I am the lead author of a new study In Hot Soup: Sharks Captured in Ecuador’s Waters out in the journal Environmental Sciences. We reconstructed the shark landings for Ecuador from 1976 to 2004 and demonstrated that Ecuador captures more than 3.5 times the number of sharks they officially report catching–or about half a million sharks each year.
The shark fishery of Ecuador is one of many around the world that feeds the growing Asian demand for sharkfin soup. Fishermen catch more than 40 different shark species and one need only visit a few of the fishing ports along the coast to see shark finning in full effect (such as these juvenile hammerheads captured off Santa Rosa).

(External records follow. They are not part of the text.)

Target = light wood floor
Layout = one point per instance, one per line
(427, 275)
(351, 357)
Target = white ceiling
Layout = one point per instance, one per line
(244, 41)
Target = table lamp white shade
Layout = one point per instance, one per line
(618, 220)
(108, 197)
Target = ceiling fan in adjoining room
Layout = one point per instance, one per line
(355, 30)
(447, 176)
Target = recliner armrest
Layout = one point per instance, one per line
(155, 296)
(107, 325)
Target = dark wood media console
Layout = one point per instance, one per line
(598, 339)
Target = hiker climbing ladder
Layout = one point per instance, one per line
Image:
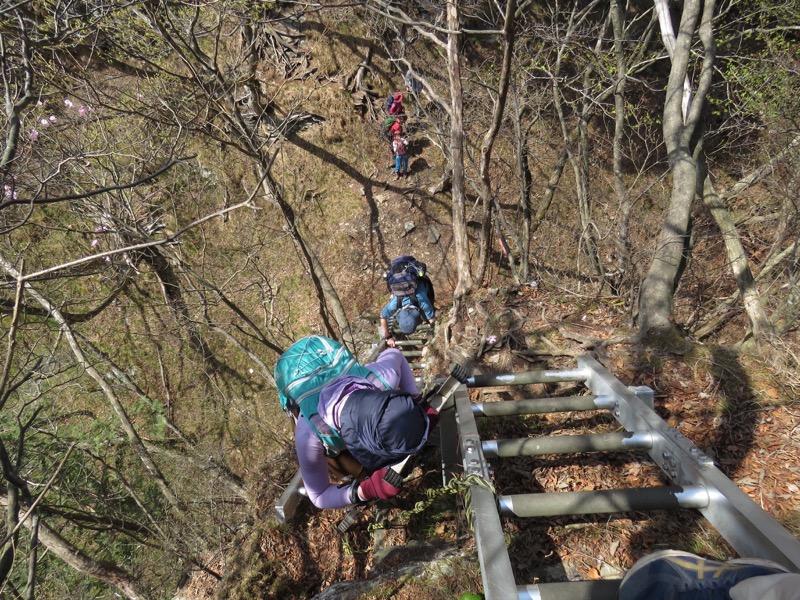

Yet, until the 2005 update of fisheries data, the United Nations Food and Agriculture Organization (FAO) did not report elasmobranches for Ecuador, indicating that the Ecuadorian government failed to report on these species, probably in part due to the scandalous nature of the shark fin industry.
Our study reconstructed Ecuador’s mainland shark landings from the bottom up from 1979 to 2004 using gray literature and shark fin export data. Over this period, shark landings for the Ecuadorian mainland were an estimated 7000 tonnes per year, or nearly half a million sharks. Reconstructed shark landings were about 3.6 times greater than those retroactively reported by FAO from 1991 to 2004.
The discrepancies in data require the urgent implementation of the measures Ecuadorian law mandates: eliminating targeted shark captures, finning, and transshipments, as well as adoption of measures to minimize incidental capture. Most of all, a serious shark landings monitoring system and effective chain of custody standards are needed.